The fig tree puts forth its figs,
          and the vines are in blossom;
          they give forth fragrance.
Arise, my love, my fair one,
          and come away.
O my dove, in the clefts of the rock,
          in the covert of the cliff,
let me see your face,
          let me hear your voice;
for your voice is sweet,
          and your face is lovely.
Song of Songs 2:10b-14

BELOVED, let us love one another, because love is from God; everyone who loves is born of God and knows God.  Whoever does not love does not know God, for God is love.  God’s love was revealed among us in this way: God sent his only Son into the world so that we might live through him.  In this is love, not that we loved God but that he loved us and sent his Son to be the atoning sacrifice for our sins.  Beloved, since God loved us so much, we also ought to love one another
First Letter of John  4:7-11

Thursday, February 3, 2011

A Need for a Warner Climate

Panama is my birth place. Although I have not been there since 1936, only 18 months old at the time, there stirs in me a wish to be warm. Of course, everyone wishes to be warm, even Eskimos. But I want more than the warmth of a fire or a seal skin parka, I want to be in warm air under swaying palm trees in a southern sun. I do not mean a southern sun like Alabama or some such place, I mean the tropics.
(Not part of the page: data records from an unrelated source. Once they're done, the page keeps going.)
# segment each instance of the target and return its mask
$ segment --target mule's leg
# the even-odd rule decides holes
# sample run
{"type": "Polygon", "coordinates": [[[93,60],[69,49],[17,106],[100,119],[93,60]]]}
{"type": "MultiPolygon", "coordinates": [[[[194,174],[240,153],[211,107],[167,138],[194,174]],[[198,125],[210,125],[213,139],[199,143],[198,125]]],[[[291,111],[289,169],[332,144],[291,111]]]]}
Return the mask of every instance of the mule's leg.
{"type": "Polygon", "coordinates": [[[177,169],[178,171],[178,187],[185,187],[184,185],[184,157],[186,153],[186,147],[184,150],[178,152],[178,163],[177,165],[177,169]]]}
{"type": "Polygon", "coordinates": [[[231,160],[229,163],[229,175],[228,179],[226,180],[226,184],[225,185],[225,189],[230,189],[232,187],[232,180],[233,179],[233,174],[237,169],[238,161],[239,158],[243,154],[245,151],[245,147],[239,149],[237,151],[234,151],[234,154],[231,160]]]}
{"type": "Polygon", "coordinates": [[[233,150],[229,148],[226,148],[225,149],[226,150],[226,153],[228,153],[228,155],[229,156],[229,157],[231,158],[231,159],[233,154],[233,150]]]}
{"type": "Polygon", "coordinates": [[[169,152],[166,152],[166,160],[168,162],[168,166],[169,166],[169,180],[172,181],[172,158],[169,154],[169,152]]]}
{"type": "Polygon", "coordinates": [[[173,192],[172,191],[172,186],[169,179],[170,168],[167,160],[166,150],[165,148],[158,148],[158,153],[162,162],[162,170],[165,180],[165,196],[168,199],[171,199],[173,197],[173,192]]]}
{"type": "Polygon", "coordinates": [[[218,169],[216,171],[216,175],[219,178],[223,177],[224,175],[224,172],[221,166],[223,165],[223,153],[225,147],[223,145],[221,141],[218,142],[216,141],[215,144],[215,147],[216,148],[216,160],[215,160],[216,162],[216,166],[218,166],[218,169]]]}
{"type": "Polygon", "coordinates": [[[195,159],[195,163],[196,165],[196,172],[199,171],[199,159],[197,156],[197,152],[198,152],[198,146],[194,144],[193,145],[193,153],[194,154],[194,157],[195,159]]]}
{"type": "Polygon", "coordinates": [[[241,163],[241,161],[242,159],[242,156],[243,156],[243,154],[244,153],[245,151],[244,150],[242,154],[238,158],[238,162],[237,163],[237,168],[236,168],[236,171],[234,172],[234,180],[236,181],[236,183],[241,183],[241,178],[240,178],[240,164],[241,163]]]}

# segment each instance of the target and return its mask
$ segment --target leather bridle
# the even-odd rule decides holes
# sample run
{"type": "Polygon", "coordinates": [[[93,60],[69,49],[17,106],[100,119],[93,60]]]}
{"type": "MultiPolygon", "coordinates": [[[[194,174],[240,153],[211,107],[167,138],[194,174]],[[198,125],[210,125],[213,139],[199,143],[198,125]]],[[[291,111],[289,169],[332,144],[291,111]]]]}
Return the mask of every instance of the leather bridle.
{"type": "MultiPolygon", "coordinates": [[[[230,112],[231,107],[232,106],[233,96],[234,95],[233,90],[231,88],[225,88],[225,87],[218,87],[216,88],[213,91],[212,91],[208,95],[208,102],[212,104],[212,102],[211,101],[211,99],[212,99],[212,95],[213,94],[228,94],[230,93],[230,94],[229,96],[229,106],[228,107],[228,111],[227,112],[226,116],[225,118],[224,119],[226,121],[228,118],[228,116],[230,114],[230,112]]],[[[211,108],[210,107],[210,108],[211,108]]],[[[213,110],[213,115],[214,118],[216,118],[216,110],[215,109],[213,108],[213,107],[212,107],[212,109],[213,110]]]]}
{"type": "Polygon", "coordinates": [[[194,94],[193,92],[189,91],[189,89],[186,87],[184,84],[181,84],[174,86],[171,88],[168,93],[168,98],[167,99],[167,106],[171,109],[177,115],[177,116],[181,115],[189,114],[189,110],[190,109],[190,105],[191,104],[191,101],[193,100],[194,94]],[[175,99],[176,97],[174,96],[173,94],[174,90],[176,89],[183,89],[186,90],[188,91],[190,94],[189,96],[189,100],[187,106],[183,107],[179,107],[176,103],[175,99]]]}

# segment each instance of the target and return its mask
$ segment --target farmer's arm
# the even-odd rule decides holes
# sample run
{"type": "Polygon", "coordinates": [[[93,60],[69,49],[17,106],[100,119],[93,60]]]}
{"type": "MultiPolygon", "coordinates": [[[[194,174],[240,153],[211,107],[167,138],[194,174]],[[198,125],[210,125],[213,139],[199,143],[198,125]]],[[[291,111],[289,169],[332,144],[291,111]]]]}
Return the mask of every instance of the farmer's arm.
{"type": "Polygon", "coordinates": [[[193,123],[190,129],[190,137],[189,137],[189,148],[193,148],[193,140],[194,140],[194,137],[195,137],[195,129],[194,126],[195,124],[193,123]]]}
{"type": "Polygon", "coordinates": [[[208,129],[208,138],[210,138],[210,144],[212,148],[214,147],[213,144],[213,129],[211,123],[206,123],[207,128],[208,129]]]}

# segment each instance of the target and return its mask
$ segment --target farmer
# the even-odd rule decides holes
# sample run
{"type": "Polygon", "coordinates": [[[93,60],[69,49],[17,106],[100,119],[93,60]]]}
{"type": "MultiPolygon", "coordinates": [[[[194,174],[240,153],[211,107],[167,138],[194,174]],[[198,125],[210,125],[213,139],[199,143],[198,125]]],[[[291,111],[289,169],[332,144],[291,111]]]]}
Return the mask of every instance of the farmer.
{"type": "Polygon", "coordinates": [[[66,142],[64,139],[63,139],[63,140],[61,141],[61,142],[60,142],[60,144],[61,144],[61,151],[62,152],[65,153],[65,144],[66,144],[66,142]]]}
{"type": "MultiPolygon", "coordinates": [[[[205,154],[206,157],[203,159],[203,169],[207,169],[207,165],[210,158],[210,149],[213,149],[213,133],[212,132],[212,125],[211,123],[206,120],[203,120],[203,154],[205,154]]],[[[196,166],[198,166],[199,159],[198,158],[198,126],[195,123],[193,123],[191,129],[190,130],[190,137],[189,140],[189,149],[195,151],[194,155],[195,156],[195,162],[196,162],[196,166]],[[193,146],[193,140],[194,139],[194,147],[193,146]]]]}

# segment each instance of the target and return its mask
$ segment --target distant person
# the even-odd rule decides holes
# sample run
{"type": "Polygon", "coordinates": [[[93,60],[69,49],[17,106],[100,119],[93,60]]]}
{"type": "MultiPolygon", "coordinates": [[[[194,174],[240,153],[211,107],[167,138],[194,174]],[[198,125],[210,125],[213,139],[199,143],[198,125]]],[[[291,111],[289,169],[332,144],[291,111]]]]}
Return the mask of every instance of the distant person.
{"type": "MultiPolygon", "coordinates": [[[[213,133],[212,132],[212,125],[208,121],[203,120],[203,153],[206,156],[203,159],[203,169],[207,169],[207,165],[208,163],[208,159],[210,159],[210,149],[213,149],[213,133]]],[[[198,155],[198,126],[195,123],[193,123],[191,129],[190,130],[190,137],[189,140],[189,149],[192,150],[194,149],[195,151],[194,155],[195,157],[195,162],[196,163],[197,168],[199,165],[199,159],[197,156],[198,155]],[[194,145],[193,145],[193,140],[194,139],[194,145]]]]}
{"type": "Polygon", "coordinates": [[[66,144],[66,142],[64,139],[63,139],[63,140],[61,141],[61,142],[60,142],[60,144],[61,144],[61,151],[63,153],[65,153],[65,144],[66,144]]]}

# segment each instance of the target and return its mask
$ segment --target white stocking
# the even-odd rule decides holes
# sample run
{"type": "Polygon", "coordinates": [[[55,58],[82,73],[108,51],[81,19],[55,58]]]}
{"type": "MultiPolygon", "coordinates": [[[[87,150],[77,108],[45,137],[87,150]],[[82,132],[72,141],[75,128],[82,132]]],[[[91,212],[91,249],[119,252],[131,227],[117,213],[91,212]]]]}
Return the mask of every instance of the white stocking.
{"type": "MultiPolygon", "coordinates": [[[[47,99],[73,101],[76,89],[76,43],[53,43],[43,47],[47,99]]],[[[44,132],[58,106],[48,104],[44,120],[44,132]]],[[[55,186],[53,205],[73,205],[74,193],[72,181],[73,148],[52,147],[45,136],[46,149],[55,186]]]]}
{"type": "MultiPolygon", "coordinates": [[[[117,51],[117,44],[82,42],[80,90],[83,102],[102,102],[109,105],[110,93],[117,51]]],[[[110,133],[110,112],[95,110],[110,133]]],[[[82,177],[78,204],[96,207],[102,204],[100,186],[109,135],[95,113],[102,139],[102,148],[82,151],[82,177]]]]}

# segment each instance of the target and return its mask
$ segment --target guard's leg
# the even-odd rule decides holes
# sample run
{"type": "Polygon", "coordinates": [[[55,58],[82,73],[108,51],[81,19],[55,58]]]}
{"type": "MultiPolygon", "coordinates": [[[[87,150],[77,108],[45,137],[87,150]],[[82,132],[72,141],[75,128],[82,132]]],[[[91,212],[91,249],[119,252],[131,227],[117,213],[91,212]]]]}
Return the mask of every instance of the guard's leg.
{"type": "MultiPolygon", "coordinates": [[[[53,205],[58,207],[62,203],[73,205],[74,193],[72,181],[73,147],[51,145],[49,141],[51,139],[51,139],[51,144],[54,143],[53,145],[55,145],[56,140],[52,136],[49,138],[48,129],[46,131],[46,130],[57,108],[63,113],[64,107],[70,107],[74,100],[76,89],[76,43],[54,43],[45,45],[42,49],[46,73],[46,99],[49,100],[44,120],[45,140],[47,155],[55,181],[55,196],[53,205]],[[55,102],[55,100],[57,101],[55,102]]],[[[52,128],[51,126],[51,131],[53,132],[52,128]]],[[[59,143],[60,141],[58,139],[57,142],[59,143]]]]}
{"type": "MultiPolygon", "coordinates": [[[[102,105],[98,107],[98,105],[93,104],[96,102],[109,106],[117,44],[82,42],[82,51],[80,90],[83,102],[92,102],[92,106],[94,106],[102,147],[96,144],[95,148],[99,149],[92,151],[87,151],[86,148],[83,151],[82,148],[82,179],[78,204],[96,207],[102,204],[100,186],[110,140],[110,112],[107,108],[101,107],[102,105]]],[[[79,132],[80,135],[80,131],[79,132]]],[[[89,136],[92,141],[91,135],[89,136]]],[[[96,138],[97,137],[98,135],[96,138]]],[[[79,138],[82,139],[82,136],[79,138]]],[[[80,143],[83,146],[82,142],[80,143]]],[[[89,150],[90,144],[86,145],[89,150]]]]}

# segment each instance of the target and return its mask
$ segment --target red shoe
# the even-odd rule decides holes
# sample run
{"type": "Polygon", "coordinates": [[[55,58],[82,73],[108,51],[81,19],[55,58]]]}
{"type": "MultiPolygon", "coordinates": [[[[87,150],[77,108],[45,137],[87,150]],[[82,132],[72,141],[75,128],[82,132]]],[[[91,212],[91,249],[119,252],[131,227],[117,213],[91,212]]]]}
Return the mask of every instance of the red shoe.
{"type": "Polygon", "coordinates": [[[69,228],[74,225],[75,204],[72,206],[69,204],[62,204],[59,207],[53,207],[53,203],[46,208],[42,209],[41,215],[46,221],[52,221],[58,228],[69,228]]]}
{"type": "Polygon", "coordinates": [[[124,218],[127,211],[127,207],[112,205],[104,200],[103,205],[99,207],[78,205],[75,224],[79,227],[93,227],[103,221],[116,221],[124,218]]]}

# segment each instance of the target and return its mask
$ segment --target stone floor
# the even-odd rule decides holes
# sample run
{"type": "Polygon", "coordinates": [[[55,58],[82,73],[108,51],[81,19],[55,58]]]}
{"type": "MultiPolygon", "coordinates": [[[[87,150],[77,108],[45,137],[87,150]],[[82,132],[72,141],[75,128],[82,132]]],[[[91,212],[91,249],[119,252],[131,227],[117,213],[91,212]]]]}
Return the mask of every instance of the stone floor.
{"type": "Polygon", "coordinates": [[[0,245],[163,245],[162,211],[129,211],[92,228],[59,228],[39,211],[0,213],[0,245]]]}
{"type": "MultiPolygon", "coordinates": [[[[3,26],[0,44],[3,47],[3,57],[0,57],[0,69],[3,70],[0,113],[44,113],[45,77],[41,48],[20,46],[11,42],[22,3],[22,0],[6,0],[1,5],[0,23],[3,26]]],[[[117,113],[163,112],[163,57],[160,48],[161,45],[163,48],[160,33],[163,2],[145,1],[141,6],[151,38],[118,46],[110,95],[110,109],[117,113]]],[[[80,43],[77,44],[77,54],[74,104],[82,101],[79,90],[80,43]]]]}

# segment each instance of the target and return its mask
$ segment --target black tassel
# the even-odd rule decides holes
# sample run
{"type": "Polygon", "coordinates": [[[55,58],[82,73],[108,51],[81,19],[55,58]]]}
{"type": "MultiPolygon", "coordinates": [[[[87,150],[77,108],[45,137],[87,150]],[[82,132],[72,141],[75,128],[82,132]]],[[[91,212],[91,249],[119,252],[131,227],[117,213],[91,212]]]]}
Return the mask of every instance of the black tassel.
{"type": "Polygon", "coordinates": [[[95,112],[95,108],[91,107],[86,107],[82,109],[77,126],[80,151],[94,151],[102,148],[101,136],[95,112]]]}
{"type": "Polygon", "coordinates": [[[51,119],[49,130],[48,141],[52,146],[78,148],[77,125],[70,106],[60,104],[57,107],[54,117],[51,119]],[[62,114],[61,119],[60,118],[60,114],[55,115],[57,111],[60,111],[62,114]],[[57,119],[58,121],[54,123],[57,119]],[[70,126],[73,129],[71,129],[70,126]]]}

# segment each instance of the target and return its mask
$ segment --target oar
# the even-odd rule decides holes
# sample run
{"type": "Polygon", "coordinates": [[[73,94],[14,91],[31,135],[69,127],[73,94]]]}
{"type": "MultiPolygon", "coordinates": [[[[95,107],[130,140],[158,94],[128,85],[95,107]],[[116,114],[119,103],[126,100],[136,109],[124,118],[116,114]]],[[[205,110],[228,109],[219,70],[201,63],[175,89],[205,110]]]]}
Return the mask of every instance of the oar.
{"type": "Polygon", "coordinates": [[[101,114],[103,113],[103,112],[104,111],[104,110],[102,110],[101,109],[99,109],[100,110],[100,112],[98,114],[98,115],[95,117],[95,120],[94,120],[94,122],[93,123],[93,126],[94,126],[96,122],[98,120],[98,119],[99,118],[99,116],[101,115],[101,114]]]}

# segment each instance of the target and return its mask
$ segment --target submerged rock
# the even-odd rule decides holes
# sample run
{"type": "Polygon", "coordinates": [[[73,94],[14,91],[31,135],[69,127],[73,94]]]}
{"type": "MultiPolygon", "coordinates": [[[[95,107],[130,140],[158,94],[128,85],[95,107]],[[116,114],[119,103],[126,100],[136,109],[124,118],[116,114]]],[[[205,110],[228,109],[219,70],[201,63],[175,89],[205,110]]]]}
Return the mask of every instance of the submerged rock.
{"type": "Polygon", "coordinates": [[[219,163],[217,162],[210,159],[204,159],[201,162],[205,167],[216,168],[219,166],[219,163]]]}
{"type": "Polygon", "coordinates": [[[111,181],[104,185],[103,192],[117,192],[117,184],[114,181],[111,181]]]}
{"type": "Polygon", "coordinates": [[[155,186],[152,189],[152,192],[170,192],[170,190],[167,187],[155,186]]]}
Back during the years of the war in Viet Nam I was assigned there for two one year tours. Compared to the military deployments of the current situation, two years seems hardly long enough, but back then it was. My recollections of being in Viet Nam are that I liked the climate, most of the time. There were times when it was too wet and some times too hot and dry, but most of the time I like it. Often I have thought about going back there to see if I still would like being in that tropical climate. One time I went to Singapore and got drenching wet. That was not too bad until I got into an air conditioned bus and nearly turned into an icicle. Another time, in Bangkok, Thailand, this time I stepped out the hotel into a blazing heat and found a cab with air conditioning; that was good.

Looking our of my window right now there is something like a foot of snow or more, with drifts probably two feet or higher. As I look out the window and feel the cold air around my feet I am reminded of living in Alaska, pre Sarah Palin, for three years. Living in Alaska was a fun experience, and I spent many days out in the deep snow and sub zero temperatures, but I cannot say I truly enjoyed it. However, I did all that, but I was in my late twenties and early thirties. Roughing it in the wilds of the north country was an adventure. These days an adventure is living on the French Riviera watching the bathers on the beaches where wearing complete bathing outfits are optional.

Snow scenes can be beautiful. The white of the snow, in certain lights, can have a cold blue hue to it. The sweep of the drifts against trees sleeping for the winter adds to the composition, but they are pictures. Those pictures may give you a chill but they are pictures one can view in the comfort of a centrally heated home.

Right now the need to relocate to a warmer climate. Often the notion has hit me that I could live in New Zealand when it is winter in the northern hemisphere and back in the U.S. when it is summer here. That arrangement, however, requires money. The only way to finance such an arrangement is to solicit donations. I am a worthy charity, but the donor cannot take it as a deduction, but still. Would you consider helping me find a way of avoiding the cold and snow?